Loewen plays on -- without O's

Not fond of contract offer, fourth overall draft pick joins Team Canada lineup

July 19, 2002|By Joe Christensen | Joe Christensen,SUN STAFF

TORONTO - The digital clocks flanking the SkyDome scoreboard said 8:51 yesterday morning when Orioles first-round draft pick Adam Loewen stepped into the batter's box.

Something was wrong with that picture.

Loewen, an 18-year-old left-handed pitcher with a 94-mph fastball, has clear-cut goals of playing in major-league stadiums someday, but not like this. Not as a designated hitter. Not with Team Canada. Not 10 hours before the Orioles game begins.

Instead of pitching for Rookie-level Aberdeen this summer, Loewen is biding his time as a position player with the Canadian junior national team while he waits out the predictably slow-moving negotiations that will determine his future.

"I had hoped to get it rolling quicker," Loewen said, "but I get to play in the world championships, and that's not bad. And if everything doesn't work out [with the Orioles], I can always go to Arizona State or a junior college."

Loewen graduated from Fraser Valley Christian High in Surrey, British Columbia, this spring, and the Orioles took him with the fourth overall selection in the June 4 draft - higher than any Canadian had ever been selected.

A short time later, the Orioles made an offer to Loewen, and the negotiations haven't moved since.

Loewen is seeking something close to the $4.2 million signing bonus last year's No. 4 pick, Mount St. Joseph pitcher Gavin Floyd, received from the Philadelphia Phillies. The Orioles' offer is believed to be closer to the $2.5 million bonus the Cincinnati Reds gave this year's No. 3 pick, Chris Gruler.

"We've already made our offer; the next move is up to them," said Orioles vice president for baseball operations Syd Thrift. "You're not going to bid against yourself."

If and when Loewen attends his first class at Arizona State in late August, the Orioles will lose his rights. For now, Loewen is just trying to enjoy his third summer playing for Team Canada.

With the World Youth Championships starting Aug. 1 in Sherbrooke, Quebec, the Canadians began exhibition play with a loss to Team USA on Wednesday and a victory over the Central Ontario Stars yesterday, both at SkyDome.

With millions at stake, Loewen has decided not to risk an arm injury by pitching for Team Canada. So he played first base Wednesday and served as designated hitter yesterday, batting third in the lineup.
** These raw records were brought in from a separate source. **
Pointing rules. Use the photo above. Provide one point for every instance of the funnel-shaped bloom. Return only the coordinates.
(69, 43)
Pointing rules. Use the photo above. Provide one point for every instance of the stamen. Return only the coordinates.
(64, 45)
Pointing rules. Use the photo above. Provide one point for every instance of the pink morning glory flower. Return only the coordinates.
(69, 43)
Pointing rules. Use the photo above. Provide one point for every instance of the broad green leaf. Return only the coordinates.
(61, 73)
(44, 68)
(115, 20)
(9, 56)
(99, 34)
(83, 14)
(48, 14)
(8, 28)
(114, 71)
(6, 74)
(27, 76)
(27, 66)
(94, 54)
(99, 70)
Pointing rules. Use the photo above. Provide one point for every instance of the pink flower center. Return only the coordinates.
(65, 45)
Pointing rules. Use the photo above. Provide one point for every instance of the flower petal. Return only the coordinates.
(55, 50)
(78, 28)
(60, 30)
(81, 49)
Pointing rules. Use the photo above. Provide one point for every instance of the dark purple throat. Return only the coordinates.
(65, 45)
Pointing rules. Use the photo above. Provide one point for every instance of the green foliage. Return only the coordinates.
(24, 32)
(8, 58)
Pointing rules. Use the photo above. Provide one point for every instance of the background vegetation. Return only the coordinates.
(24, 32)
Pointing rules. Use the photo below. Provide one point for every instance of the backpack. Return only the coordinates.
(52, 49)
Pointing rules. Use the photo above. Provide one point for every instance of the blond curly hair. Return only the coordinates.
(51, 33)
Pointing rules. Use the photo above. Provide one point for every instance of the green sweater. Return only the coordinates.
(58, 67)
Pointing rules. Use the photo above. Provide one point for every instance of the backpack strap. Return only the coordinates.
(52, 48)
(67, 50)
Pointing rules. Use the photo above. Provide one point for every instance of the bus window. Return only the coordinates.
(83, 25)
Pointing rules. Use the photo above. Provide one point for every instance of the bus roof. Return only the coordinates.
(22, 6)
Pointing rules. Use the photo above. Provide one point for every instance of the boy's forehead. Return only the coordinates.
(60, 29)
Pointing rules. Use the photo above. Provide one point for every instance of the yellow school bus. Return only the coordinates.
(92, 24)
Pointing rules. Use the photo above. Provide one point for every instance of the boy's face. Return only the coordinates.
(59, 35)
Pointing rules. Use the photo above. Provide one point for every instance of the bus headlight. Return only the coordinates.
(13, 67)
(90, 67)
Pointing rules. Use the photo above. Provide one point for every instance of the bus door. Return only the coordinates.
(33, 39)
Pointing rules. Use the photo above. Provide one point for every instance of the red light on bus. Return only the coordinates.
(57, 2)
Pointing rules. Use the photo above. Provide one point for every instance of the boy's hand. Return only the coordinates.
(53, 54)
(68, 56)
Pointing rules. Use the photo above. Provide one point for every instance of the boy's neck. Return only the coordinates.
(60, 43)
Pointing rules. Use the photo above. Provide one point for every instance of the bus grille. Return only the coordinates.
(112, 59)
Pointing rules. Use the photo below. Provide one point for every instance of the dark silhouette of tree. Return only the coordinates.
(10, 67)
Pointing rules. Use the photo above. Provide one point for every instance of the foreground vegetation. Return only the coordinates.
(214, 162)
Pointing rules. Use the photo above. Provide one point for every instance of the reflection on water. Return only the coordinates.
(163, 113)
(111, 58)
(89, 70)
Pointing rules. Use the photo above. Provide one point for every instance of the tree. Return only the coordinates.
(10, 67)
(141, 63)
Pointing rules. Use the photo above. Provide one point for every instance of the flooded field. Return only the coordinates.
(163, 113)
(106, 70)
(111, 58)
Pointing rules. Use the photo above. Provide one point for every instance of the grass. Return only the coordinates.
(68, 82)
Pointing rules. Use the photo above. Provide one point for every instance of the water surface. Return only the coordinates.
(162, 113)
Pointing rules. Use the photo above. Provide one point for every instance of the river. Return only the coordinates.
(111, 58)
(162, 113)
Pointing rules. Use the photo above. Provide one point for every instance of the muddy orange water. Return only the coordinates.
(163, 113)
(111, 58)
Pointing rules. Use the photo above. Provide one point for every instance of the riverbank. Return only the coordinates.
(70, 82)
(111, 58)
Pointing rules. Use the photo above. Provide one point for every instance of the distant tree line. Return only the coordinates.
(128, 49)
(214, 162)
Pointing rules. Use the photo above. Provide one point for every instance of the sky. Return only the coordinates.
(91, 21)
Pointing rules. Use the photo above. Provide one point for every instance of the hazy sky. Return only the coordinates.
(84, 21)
"He's our best hitter," said Team Canada coach Greg Hamilton. "He's our best player. He can do whatever he wants on the field, basically."

Yesterday's game started at 8:30 a.m., and with the squad stationed one hour outside Toronto, Loewen and his teammates woke at 5:45. He singled in his first at-bat through the hole between shortstop and third, and finished the game 1-for-4.

Loewen, whose favorite player growing up was fellow Canadian Larry Walker, is being driven by a certain amount of national pride this season. He wants Team Canada to make a good showing at the world championships, even if his only contributions come at the plate.

"It doesn't bother me that much," Loewen said of his decision not to pitch. "I know I'll be pitching the rest of my life, and I won't get to hit, so it's kind of like my last chance."

To maintain his arm strength, Loewen throws off a bullpen mound twice a week and plays long toss in between those sessions. After yesterday's game, he spent 15 minutes jogging along the warning track between the foul poles.

At 6 feet 6, 210 pounds, Loewen still has the fresh face of a recent high school graduate, but his demeanor is mostly business.

"His character is tremendous," Hamilton said. "I've never had a concern about it. He's a low-maintenance kid to coach. You don't have to tell him to do something more than once.

"He has the unique ability of elevating his game with the competition. He loves big games. He handles pressure tremendously well."

Eventually, the Orioles might get a chance to find out for themselves.